A tag is also a pointer. It may also point either indirectly to a commit through an annotated tag object or directly to a commit (so called lightweight tag). So:

tag -> tag object -> commit ID; or

tag -> commit ID.

Its literal representation is a file under refs/tags named after the tag and whose contents are the ID of the tag or commit object.

(Ignoring optimizations such as packed refs and the exact formatting of ref files. See Git book and man pages for details, or poke around your local .git directory. It's very explorable.)


Everything in Git is a symlink or a hash lol


Yes, thats my point and the beauty of git.

I hope Linus is actually remembered for this more than the creation of Linux.


We’re getting there. I recently heard Linux described as “if the guy who designed Git made an operating system”.


Linux isn't that bad


> merge conflicts: <<<<<<< HEAD is just confusing

This section in particular piques my interest.

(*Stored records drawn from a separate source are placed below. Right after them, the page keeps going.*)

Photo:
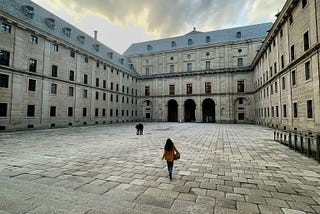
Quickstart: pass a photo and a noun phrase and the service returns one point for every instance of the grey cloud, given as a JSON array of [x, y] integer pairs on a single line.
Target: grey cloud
[[165, 17]]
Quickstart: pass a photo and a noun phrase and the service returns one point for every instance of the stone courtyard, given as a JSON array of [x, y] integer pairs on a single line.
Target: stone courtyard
[[224, 168]]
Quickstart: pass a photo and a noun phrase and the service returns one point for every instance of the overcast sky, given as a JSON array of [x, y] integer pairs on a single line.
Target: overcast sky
[[122, 22]]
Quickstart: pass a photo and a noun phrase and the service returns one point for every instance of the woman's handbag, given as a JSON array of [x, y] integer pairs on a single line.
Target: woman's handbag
[[177, 156]]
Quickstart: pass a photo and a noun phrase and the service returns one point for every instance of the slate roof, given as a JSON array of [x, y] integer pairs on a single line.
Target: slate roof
[[200, 39], [40, 20]]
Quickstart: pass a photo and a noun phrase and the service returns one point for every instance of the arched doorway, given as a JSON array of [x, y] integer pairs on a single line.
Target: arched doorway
[[208, 111], [172, 111], [189, 111]]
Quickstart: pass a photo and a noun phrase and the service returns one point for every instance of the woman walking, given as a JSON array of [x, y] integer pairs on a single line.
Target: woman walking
[[169, 155]]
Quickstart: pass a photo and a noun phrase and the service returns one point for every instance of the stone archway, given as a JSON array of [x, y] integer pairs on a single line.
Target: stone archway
[[172, 111], [189, 111], [208, 111]]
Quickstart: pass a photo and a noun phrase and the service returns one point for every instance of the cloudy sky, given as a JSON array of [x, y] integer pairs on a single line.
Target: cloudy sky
[[122, 22]]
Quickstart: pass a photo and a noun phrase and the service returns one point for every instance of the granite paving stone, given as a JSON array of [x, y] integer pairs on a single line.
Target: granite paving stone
[[102, 169]]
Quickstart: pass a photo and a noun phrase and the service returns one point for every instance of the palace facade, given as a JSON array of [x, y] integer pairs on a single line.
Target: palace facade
[[54, 75]]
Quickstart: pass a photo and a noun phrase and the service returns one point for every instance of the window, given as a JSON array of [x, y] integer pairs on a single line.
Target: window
[[241, 86], [207, 65], [307, 70], [85, 93], [4, 58], [97, 82], [30, 110], [6, 28], [84, 112], [240, 62], [52, 111], [309, 109], [34, 39], [293, 77], [207, 87], [70, 111], [71, 75], [53, 88], [147, 90], [54, 71], [189, 67], [306, 41], [32, 85], [32, 65], [55, 47], [171, 68], [3, 109], [304, 3], [284, 110], [189, 88], [282, 61], [295, 110], [4, 81], [71, 91], [171, 89], [85, 79], [283, 83]]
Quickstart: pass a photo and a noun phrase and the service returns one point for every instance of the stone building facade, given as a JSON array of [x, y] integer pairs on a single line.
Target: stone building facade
[[54, 75]]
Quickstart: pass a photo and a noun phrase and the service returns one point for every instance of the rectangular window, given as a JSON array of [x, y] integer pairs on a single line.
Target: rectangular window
[[307, 70], [295, 110], [4, 58], [293, 77], [284, 110], [282, 61], [32, 85], [207, 86], [55, 47], [306, 41], [189, 67], [283, 83], [97, 82], [52, 111], [309, 109], [32, 65], [4, 81], [147, 91], [207, 65], [171, 68], [54, 71], [30, 110], [3, 109], [70, 111], [85, 93], [240, 62], [71, 91], [71, 75], [53, 88], [292, 53], [241, 86], [85, 79], [172, 90], [6, 28], [189, 88]]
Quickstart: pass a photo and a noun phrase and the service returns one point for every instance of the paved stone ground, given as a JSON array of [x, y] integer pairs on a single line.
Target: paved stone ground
[[110, 169]]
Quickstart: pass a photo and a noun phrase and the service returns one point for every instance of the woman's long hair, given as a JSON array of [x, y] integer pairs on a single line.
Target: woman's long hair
[[169, 145]]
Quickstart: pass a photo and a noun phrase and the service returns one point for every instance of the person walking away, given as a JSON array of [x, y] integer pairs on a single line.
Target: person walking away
[[169, 154]]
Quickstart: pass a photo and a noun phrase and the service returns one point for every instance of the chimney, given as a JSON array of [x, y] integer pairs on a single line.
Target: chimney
[[95, 35]]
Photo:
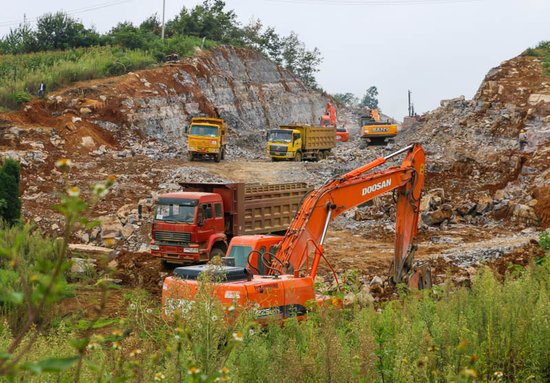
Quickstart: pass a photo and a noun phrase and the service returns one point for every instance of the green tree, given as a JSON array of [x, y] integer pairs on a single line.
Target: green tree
[[57, 31], [10, 204], [19, 40], [370, 99], [127, 35]]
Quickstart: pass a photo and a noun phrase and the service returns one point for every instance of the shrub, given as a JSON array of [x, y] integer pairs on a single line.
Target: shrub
[[10, 203]]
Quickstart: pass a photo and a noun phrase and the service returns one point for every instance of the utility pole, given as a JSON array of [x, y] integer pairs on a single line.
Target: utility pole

I never found this confusing, since the change in HEAD is just representative of the order of operations (in rebase, you are setting the current commits "on top" of the commit you are rebasing onto, etc). This feels like what is confusing isn't really HEAD itself, it's a fundamental understanding of the git model?

I feel like folks using git without understanding the basics of what it does is what leads people astray? If so, why isn't this part of our basic training as engineers who use git?